15. Procédé de production d'un dispositif d'éjection d'encre pour éjecter de l'encre,
le dispositif d'éjection d'encre incluant une paroi à actionnement (11) destinée à
définir un canal d'encre (12) destiné à contenir de l'encre et à se déformer lorsque
lui est appliquée une tension électrique de manière à faire varier le volume du canal
d'encre (12) et à éjecter l'encre du canal d'encre (12), et une électrode en métal
(13) prévue sur une surface de la paroi à actionnement (11) destinée à appliquer la
tension électrique à la paroi à actionnement (11), le procédé comprenant :
la provision d'une électrode en métal sur une surface dudit matréiau de céramique
piézoélectrique, l'électrode en métal étant destinée à appliquer la tension électrique
audit matériau de céramique piézoélectrique ; et étant caractérisé par :
le moulage par injection de la paroi à actionnement (11) à partir de matériau de céramique
piézoélectrique, la paroi à actionnement (11) définissant un canal d'encre (12) destiné
à contenir de l'encre, étant destinée à se déformer lorsque lui est appliquée une
tension électrique de manière à faire varier le volume du canal d'encre (12) et à
éjecter l'encre du canal d'encre (12) et ayant une rugosité de surface Rz, définie
par le Japanese Industrial Standard JIS B 0601, qui est de 1 µm ou moins.

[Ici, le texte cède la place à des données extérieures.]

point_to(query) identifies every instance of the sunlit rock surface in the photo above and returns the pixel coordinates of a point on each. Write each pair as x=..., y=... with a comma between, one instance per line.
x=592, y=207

16. Procédé selon la revendication 14 ou 15, dans lequel le dispositif d'éjection d'encre
inclut, en outre, une paroi formant buse (31) destinée à définir une buse (32) en
communication avec le canal d'encre (12) de manière à éjecter une gouttelette d'encre
du canal d'encre (12) sous l'effet de la déformation de la paroi à actionnement (11),
et dans lequel ladite étape de moulage par injection forme, d'un seul tenant, la paroi
à actionnement (11) et la paroi formant buse (31) à partir de matériau de céramique
piézoélectrique.
17. Procédé selon la revendication 14, 15 ou 16, dans lequel le dispositif d'éjection
d'encre inclut, en outre, une paroi à orifice d'introduction d'encre destinée à définir
un orifice d'introduction d'encre (21) permettant d'introduire de l'encre en direction
du canal d'encre (12), et dans lequel ladite étape de moulage par injection forme,
d'un seul tenant, la paroi à actionnement (11) et la paroi à orifice d'introduction
d'encre à partir de matériau de céramique piézoélectrique.
18. Procédé selon l'une quelconque des revendications 14 à 17, dans lequel le dispositif
d'éjection d'encre inclut une pluralité de parois à actionnement (11) destinées à
définir une pluralité de canaux d'encre (12) et inclut, en outre, une paroi formant
collecteur d'encre destinée à définir un collecteur d'encre (22) en communication
avec l'orifice d'introduction d'encre (21) permettant d'acheminer l'encre introduite
à la pluralité de canaux d'encre (12), et dans lequel ladite étape de moulage par
injection forme, d'un seul tenant, la paroi à actionnement (11) et la paroi formant
collecteur d'encre à partir de matériau de céramique piézoélectrique.